This is unlike other books marketed as dystopian that I've read. While there is a worldwide issue, the story is much more focused on Rhine being forced into a polygamous marriage than it is the crisis of everyone dying so young. As this is the first in a planned trilogy, it's entirely possible that the short lifetime will become a bigger issue in the next two books.

Rhine is a wonderful character with a surprisingly fleshed-out history that really added to the understanding of who she is and the decisions she makes. Likewise I loved her two sister wives and the relationships she had with each of them. While Jenna is beautiful but stubborn and hates their husband, young Cecily is ecstatic about her rich new life and eager to fit into her new role. Each of these characters (as well as their husband, Linden) changed throughout the course of the novel and I loved reading about them. To be honest there was a part of me that wished this story had been told through each girls' perspective just because I liked Jenna and Cecily so much.

Unfortunately, while I loved Rhine's relationships with her sister wives, the relationship she had with Linden came across a little lukewarm to me. Her feelings towards him often seem a bit wishy-washy and she seemed oblivious to a few key things that seemed fairly obvious to me. I felt that her fond feelings for him were a part of the story just to provide something of a love triangle between Linden, Rhine, and Gabriel (the servant boy she falls for) and this didn't ring true to me. Although as an aside, this may be due in part to the fact that I thought the slow development of Rhine and Gabriel's feelings was incredible and I really loved him as a character.

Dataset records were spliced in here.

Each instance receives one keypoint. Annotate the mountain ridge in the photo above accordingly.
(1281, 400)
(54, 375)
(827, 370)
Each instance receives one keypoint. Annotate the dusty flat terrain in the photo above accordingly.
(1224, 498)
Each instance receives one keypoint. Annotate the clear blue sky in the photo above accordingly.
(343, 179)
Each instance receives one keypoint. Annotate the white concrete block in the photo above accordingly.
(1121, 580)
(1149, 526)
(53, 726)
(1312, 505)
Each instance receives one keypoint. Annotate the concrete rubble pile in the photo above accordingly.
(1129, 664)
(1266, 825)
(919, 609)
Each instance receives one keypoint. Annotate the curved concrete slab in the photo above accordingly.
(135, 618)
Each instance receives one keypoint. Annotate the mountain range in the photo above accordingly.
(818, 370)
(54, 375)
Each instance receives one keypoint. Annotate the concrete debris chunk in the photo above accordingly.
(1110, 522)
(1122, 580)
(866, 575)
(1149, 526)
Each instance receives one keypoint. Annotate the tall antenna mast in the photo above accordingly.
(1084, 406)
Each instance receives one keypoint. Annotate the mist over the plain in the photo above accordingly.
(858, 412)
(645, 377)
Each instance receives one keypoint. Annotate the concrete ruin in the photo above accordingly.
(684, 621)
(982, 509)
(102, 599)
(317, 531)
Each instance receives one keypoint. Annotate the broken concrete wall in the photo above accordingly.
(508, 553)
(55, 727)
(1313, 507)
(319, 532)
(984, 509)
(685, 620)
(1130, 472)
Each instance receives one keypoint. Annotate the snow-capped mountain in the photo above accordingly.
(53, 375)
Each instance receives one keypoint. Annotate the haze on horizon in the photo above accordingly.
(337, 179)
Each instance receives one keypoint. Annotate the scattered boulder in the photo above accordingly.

Aside from the characters and their relationships, the plot here is one that definitely kept me on my toes. There's a genuine darkness and sense of dread to this book, which is as much a mystery as it is dystopian, and I found it difficult not to skip ahead to the last page (don't worry, I didn't!) to find out how it ends. The ending, while offering hope, seemed almost too easy and didn't bring a real satisfaction to the rest of the story. While this is the first in a trilogy and I'm sure the various mysteries will be unraveled in the next two books, I am of the opinion that a first book should be able to stand on its own and unfortunately I don't think this one does.

*Received ARC at ALA.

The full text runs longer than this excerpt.